両足義足のランナー「ピストリウス選手」考。

 両足義足のランナー「オスカー・レオナルド・カール・ピストリウス(Oscar Leonard Carl Pistorius,1986年11月26日生まれ)」が南アフリカ共和国のオリンピック代表選手となり,いま,なにかと話題になっている。男子400mと1600mリレーに出場の予定。ベスト・コンディションで走れば決勝進出も可能な実力者である。

 問題の核心は,健常者とはなにか,障害者とはなにか,という根源的な問いにある。ピストリウス選手は,両足義足なるがゆえに健常者の大会に出場することはできないという暗黙の了解事項に対して,断固として宣戦布告をし,それを勝ち取ったのだ。

 かれは必死に頑張って練習を重ね,パラリンピックの陸上競技選手としてその名を馳せることになった。しかし,かれの最終の目標は,障害者大会という枠組みの外にでて,健常者と対等の勝負をすることにあった。だから,さらに激しい練習を重ね,ついにオリンピック出場に手がとどく記録を出すにいたった。そして,北京オリンピックに400mで出場することをめざしたが,国際陸上競技連盟(IAAF)はそれを拒否した。理由は,カーボン製の義足による推進力が競技規定に抵触する,というもの。こうして北京オリンピック出場の夢が絶たれてしまった。

 ピストリウス選手は,アイスランドの義肢メーカー・オズールに特注したカーボン製の競技用義肢を使用している。いわゆる「ブレード・ランナー(Blade Runner)」だ。かれは生まれたときから腓骨がない先天性の身体障害者で,生後11カ月で両脚の膝から下を切断。したがって,自分の脚で立つ,歩くという経験がない。幼児から義肢とともに成長した。かれにとっては義肢こそが自分の脚だ。そして,周りの子どもたちと分け隔てなく,自分の脚である義肢を駆使して,あらゆる遊びやスポーツを経験しながら成長した。

 「障害によって不可能なのではなく,持っている能力によって可能なのだ。

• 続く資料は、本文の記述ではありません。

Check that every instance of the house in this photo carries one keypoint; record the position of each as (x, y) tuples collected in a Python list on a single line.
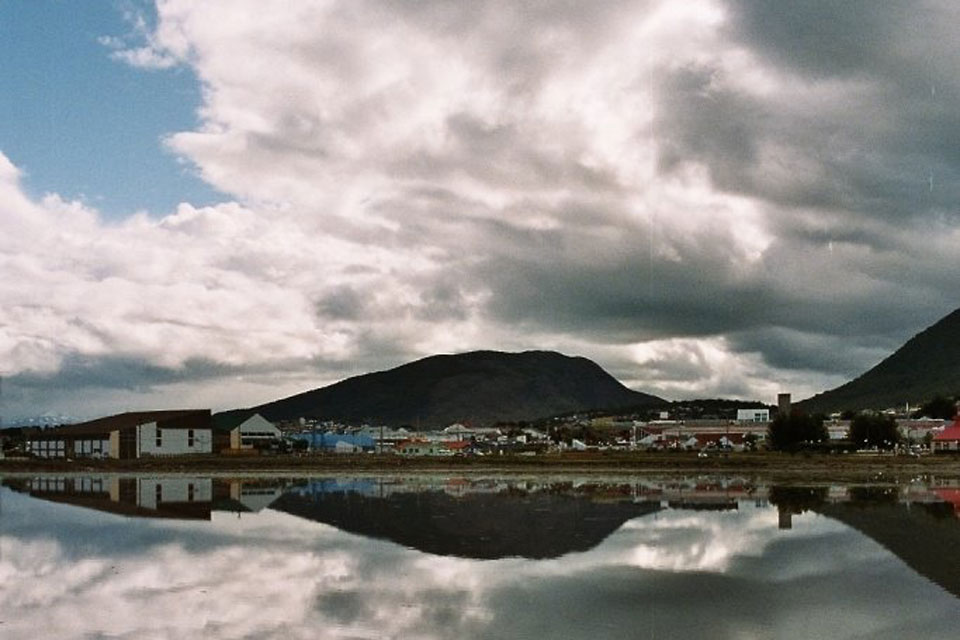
[(247, 431), (127, 435), (948, 439), (753, 415), (336, 442), (420, 447)]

」(You're not  disabled
by the disabilities you have,  you are able by the abilities you have.)
 これがピストリウス選手のモットーである。

 かれは国際陸上競技連盟(IAAF)の決定を不服とし,スポーツ仲裁裁判所(CAS)に訴えを起こした。CASは,2008年5月16日,IAAFの判定を覆し,ピストリウス選手が健常者のレースに出場することを認める判定を下した。

 かくして,2011年の世界陸上競技選手権大会(韓国)に出場し,400mで準決勝に進出している。かれの自己ベストは,100m:10秒91(2007),200m:21秒41(2010),400m:45秒07(2011)である。

 ピストリウス選手のロンドン・オリンピックでの活躍が期待される。そして,活躍すればするほど,健常者とはなにか,障害者とはなにか,という問題について本格的な議論が生まれてくることになるだろう。そして,かれの存在が,言ってしまえば,近代社会のなかで構築された制度的差別を,すなわち,障害者という一種の囲い込みを,批判し,無化する上で大きな役割をはたすことになるだろう,とわたしは密かに期待している。

 そして,わたしたちは健常者というお城のなかでぬくぬくとして,なんの矛盾も感じないできたことに深く反省しなくてはなるまい。そして,「生きる」という次元から,もう一度,みずからの「理性」を働かせなくてはなるまい。その意味でも,ピストリウス選手の活躍を,大いに期待したい。